La cultura classica oggi è in crisi messa in discussione dall’avvento di internet e della nuove tecnologie. In un mondo sempre più globalizzato e interconnesso la cultura classica viene superata dal “sapere pronto all’uso” offerto dal web. «Ma il successo che le tragedie greche e latine hanno a Siracusa – afferma il professor Rosario Calabrese – fanno ben sperare in un cambio di rotta, in un ritorno alla cultura classica». Nell’ambito delle attività culturali organizzate dall’Unitre (Università delle tre età) sezione di Taormina, il mondo classico sarà protagonista, venerdì prossimo alle 17,30 nella sede dell’Archivio Storico, di un incontro dal titolo “Attualità della cultura classica: il punto sulle tragedie di scena a Siracusa”.

La relazione sarà tenuta dal direttore dei corsi di Unitre Rosario Calabrese. «L’incontro vuole dimostrare qualora ce ne fosse bisogno – spiega il professor Rosario Calabrese – l’attualità della cultura classica partendo da un’analisi delle tragedie in scena a Siracusa». Ma oggi più che mai è necessario ribadire l’importanza del passato, della storia e dei valori che rappresentano le nostre radici. «Partiremo dal rapporto tra il teatro e la polis nella società antica per poi analizzare il contesto culturale, sociale e politico delle tre tragedie in scena al teatro greco di Siracusa». Un ritorno al passato per dimostrare che «la tragicità della determinazione estrema della vendetta nell’“Elettra” di Sofocle, la tragicità della dedizione estrema in “Alcesti” di Euripide e la tragicità della passione estrema in “Fedra” di Seneca» sono sentimenti senza tempo. «I testi classici – conclude Calabrese – esprimono emozioni e valori che sono ancora attuali».
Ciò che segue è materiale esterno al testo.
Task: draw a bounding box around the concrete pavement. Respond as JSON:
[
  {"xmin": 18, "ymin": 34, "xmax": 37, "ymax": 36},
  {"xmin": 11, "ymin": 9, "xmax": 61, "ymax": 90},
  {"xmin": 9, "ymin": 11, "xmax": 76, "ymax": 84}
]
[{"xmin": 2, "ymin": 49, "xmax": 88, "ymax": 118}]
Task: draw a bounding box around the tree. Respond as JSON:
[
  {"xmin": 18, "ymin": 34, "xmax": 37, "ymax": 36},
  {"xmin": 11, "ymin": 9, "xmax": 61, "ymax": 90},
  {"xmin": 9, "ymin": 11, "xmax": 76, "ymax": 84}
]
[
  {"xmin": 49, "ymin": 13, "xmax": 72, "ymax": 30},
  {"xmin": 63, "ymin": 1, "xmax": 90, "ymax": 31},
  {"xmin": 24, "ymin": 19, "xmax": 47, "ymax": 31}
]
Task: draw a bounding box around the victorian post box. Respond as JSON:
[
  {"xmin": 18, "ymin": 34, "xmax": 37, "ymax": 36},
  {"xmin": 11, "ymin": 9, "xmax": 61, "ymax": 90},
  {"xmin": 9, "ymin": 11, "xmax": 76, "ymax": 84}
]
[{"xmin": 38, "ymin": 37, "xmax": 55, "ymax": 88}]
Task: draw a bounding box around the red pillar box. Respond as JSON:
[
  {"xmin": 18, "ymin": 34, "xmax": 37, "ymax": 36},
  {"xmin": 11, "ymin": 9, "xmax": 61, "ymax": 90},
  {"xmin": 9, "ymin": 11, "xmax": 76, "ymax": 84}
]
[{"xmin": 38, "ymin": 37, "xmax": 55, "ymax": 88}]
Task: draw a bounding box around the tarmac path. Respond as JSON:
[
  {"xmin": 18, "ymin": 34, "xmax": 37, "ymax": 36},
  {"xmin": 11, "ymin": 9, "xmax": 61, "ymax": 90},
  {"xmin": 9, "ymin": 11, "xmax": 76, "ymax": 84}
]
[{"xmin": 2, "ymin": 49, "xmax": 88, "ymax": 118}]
Dalla società classica alla società di massa. Tutto ha avuto inizio quando si è cominciato a pensare la funzione della scuola non fosse più quella di educare ma offrire uno sbocco lavorativo. Così le lingue, l’arte, e il sapere classico hanno lasciato il posto a nuove discipline tecnico- scientifiche che hanno anche modificato il modo di approcciarsi alla cultura.Le giovani generazioni hanno abbandonato i manuali polverosi, le ricerche, le visite ai musei alla ricerca di un sapere più rapido e tempestivo che offre il web. Una cultura istantanea e interconnessa che sacrifica sull’altare della conoscenza la specializzazione. L’approfondimento di una tematica risulta spesso sterile, così ci ritroveremo dei professionisti del futuro che conoscono di tutto un po’, che avranno sicuramente letto di Platone e Aristotele così come dei Pooh e Pippo Baudo. Recuperare, riscoprire, salvare la bellezza dei classici è l’unico antidoto contro l’imbarbarimento della nostra società.